I mentioned earlier this week that one of the for-profit managed care organizations (MCOs) that took over Iowa's Medicaid system earlier this year just provided free gym membership to recipients covered by them. Many of these Medicaid recipients are mentally disabled individuals whom I know (my oldest boy included) and the gym happens to be the one that I belong to. It's a good idea, in theory. The MCO is banking on the idea that it will be cheaper for them to purchase several gym memberships (presumably at a reduced group rate) and less money on medical costs related to obesity, diabetes, heart disease, etc.).
The problem is that most of the people that I know who are on Medicaid are there because they have chronic and lifelong disabilities. Including -- and most significantly -- intellectual disabilities. In other words, these are folks who have IQs at or below 70. Most of them don't read or write. Their ability to problem solve and process situations isn't always the greatest. Some don't speak. Most require supervision most or all of the time at home or at work. And the system doesn't want to pay for that supervision, so most of them go with less than they need and are left to the mercies of the general public.
So I'm at the gym this morning. A clearly disabled young man was attempting to take advantage of his new MCO-funded gym membership. It's clear that nobody walked him through with his new membership or helped him prepare. He was wearing jeans and a shirt. He showered before his workout -- while wearing all of his clothes. He had no towel. He had no change of clothing. He had no staff support. The gym ended up pulling him off of a machine and sending him away for a while because he was leaving a trail of water behind him. Unfortunately, he left before I could get involved.
Let's get this clear. I'm not blaming the gym. They were trying to get the young man to identify a phone number for a family member or support staff, but he couldn't provide them with that information. And they couldn't let him run around dripping with water. It wasn't safe for him or anyone else at the gym
I don't know this young man. I don't know if he has case management services or if he has a supported community living (SCL) provider or if his SCL provider is an hourly provider or if it provides daily supports. I do know that he belongs to an MCO and that he just joined my gym because of this value-added benefit. So I don't know if he has an individual case plan that addresses going to the gym.
But it should. He needs help right now. Maybe someday he can be independent at the gym. But he's not now.
So here is my sample ISP goal for those whose clients just joined the gym for the first time. I use the name "Joseph" here, but it could be any name. I don't do case management anymore, so some of the wording and structure might have changed over the past five years. Adjust accordingly.
Goal #1: Joseph wants to learn how to fully access his new gym membership on his own by November 30, 2017.
Objective #1: Joseph will independently pack his gym bag and take it with him to the gym every time by January 1, 2017.

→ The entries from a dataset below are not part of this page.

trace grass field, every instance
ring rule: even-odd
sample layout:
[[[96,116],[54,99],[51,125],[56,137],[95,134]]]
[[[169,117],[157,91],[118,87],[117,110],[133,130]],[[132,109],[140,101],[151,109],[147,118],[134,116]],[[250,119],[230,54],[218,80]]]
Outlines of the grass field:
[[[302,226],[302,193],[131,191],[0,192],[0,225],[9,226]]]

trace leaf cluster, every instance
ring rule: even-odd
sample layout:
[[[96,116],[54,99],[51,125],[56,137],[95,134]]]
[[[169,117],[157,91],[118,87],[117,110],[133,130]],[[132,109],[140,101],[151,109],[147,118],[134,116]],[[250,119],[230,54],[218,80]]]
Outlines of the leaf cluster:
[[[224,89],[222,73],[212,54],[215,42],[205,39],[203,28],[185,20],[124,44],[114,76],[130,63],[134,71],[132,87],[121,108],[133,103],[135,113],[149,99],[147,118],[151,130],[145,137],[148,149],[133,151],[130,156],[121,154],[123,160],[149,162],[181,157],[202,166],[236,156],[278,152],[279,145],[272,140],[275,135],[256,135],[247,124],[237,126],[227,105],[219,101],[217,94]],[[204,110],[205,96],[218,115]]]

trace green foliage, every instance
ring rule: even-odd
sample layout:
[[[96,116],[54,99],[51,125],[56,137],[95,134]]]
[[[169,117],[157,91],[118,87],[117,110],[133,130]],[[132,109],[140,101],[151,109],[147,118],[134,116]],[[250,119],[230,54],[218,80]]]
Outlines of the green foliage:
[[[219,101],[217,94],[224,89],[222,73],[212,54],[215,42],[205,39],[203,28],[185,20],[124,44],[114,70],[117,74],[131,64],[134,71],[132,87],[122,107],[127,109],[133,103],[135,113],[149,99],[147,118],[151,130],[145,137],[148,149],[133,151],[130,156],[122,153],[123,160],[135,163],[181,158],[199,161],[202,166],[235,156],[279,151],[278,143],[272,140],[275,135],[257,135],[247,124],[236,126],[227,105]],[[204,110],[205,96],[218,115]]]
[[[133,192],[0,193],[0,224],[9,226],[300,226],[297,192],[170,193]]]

Action Steps: Joseph will do an inventory of his gym supplies (i.e., t-shirts, shorts and/or sweat pants, tennis shoes, deodorant, padlock, towel, gym bag) by 11/30/16 with help from his SCL staff. He will contact his payee for spending money to purchase any needed items. Joseph will develop a list at his home and review it before each trip to the gym to make sure that he doesn't forget anything. Staff will assist Joseph with finding a padlock (preferably one with a key instead of a number key) and will help him develop strategies for keeping his padlock key safe and secure during workouts.
Objective #2: Joseph will learn how to independently access the gym locker room by March 1, 2017.
Action Steps: With SCL staff assistance, Joseph will learn how to use the locker rooms at the gym. He will change from his street clothes to his workout clothes in the locker room and then place all of his items in a locker. He will secure his personal items in his locker with his padlock and place his key in his pocket. After working out, Joseph will undress and take a shower. He will use his towel to dry himself off and change back into his street clothes before leaving the gym.
Objective #3: Joseph will learn how to safely utilize the exercise equipment, gradually reducing his reliance on SCL staff by November 2017.
Action Steps: With the assistance of SCL staff, Joseph will schedule a time with one of the gym's personal trainers. He will use the trainer to learn how to safely use the exercise equipment -- both the weights and the machines. Joseph will access funds from her payee to pay for time with the trainer if this is not a free service offered by the gym. Joseph will develop a workout schedule with the help of his SCL staff and utilize his equipment. His SCL staff will provide verbal instructions and reminders on how to safely utilize exercise equipment, gradually reducing the number of prompts over the course of the year. Joseph will schedule refresher appointments with the trainer if he or his staff observe areas where he struggles with using the equipment.
Objective #4: Joseph will receive ongoing input from his service team regarding his progress and challenges. This will continue over the course of the year.